Em tempos de Donald Trump e em que governos alinhados a direita chegam ao poder em muitos países, Vice soa como uma obra provocativa e feita para criar inimigos. Fatalmente, eleitores republicanos nos EUA não irão gostar nada do que verão nas telas. Em oposição, os desafetos do atual governo se sentirão representados. O que poderia ser um trunfo, é justamente o ponto fraco do filme, que se preocupa muito em marcar posição política e acaba abrindo mão de artifícios de roteiro que poderiam deixar a história mais dinâmica. O resultado final é um filme interessante, porém muitas vezes arrastado, lento e difícil de acompanhar, o que compromete boas oportunidades de humor.

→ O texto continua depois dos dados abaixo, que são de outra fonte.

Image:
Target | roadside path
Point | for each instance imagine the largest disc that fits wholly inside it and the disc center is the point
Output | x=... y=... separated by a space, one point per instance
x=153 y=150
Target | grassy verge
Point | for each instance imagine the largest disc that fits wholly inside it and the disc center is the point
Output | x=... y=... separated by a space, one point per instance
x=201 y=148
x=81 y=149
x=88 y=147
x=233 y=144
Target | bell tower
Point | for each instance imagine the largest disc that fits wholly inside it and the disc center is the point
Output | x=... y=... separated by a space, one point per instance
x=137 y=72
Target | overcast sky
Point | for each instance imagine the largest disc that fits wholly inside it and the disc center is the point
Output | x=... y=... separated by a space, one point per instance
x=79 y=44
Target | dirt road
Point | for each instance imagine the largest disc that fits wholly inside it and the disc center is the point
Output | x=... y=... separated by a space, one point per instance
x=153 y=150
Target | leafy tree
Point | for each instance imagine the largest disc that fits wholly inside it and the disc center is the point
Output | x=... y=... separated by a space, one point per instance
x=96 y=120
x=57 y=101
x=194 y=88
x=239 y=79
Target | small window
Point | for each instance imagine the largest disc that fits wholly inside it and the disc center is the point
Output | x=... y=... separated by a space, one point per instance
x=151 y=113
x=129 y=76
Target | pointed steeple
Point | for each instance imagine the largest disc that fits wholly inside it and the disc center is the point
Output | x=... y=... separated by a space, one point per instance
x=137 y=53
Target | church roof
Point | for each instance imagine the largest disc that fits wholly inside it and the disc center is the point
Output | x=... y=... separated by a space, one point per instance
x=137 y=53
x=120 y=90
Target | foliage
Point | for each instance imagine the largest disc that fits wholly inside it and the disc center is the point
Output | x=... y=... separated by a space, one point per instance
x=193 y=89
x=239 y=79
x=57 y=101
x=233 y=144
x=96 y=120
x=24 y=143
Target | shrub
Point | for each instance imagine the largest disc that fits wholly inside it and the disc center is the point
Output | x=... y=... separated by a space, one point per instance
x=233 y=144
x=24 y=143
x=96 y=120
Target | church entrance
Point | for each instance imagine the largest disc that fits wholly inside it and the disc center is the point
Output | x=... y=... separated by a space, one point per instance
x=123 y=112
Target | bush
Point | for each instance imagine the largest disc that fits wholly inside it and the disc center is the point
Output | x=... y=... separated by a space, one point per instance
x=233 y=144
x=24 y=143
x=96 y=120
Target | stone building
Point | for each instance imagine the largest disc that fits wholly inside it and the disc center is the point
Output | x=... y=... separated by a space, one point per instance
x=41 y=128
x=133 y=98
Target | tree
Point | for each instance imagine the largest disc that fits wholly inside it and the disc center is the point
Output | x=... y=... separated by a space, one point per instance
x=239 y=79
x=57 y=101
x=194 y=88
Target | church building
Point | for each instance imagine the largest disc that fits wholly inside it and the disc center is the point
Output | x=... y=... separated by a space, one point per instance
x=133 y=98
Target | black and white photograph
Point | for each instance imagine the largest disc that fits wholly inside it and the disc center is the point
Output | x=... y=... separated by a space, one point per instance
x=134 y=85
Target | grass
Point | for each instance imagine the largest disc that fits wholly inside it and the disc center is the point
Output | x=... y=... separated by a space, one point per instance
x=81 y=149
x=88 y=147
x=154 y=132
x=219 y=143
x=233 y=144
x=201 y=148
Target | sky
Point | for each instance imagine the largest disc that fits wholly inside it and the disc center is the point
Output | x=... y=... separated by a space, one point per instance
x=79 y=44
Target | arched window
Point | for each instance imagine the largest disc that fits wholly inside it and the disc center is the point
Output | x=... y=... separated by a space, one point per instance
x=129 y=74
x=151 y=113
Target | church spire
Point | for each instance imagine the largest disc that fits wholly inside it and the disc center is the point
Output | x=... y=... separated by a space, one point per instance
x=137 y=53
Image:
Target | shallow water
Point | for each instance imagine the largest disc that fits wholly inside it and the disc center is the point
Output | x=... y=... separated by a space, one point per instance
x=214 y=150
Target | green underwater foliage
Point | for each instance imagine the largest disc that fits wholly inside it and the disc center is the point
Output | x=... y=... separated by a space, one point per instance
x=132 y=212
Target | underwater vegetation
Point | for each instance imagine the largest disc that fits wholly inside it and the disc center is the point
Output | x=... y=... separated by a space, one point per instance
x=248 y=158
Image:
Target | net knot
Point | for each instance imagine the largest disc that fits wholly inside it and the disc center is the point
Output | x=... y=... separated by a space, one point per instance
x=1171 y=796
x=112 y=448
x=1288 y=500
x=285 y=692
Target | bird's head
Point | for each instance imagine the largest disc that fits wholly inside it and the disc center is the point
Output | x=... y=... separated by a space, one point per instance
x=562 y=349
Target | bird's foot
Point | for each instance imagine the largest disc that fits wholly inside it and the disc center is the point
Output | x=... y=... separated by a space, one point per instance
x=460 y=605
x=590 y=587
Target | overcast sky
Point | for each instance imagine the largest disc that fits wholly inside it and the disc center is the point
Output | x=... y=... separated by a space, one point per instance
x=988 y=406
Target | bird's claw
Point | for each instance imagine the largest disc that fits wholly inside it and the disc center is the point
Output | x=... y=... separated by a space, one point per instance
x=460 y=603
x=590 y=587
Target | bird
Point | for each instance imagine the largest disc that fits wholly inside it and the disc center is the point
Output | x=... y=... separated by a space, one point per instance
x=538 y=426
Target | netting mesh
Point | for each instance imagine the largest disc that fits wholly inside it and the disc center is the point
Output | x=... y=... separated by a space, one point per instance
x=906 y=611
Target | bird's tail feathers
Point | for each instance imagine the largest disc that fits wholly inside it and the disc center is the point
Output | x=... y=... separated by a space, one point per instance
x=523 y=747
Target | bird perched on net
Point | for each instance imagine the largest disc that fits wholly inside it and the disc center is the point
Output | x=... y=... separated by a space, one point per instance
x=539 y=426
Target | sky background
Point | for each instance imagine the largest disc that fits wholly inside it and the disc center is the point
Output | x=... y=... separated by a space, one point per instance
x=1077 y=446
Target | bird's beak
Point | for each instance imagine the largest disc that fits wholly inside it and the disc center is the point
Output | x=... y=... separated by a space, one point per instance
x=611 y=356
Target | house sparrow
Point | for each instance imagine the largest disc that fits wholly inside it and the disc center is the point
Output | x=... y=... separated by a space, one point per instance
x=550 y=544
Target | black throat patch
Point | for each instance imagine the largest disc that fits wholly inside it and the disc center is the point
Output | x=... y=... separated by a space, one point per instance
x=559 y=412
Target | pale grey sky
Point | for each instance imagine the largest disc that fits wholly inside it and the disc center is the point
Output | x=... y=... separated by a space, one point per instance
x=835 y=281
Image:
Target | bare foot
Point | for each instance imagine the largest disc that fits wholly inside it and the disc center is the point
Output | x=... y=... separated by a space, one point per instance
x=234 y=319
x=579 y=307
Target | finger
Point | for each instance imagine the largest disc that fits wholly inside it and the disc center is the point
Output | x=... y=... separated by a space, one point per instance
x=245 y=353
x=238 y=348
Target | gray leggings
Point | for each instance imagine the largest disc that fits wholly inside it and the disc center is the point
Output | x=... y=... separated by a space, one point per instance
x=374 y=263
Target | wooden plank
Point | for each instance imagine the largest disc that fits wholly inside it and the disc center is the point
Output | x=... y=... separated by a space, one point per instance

Além das já citadas indicações para o elenco, Vice também está indicado  nas categorias de melhor filme, direção e roteiro original. Em uma premiação que colocou Pantera Negra como o primeiro filme de super-herói a concorrer ao principal troféu da noite, é mais uma amostra de que a Academia quer se posicionar politicamente. Não se trata de uma novidade, mas assume um significado muito importante nos tempos que estamos vivendo.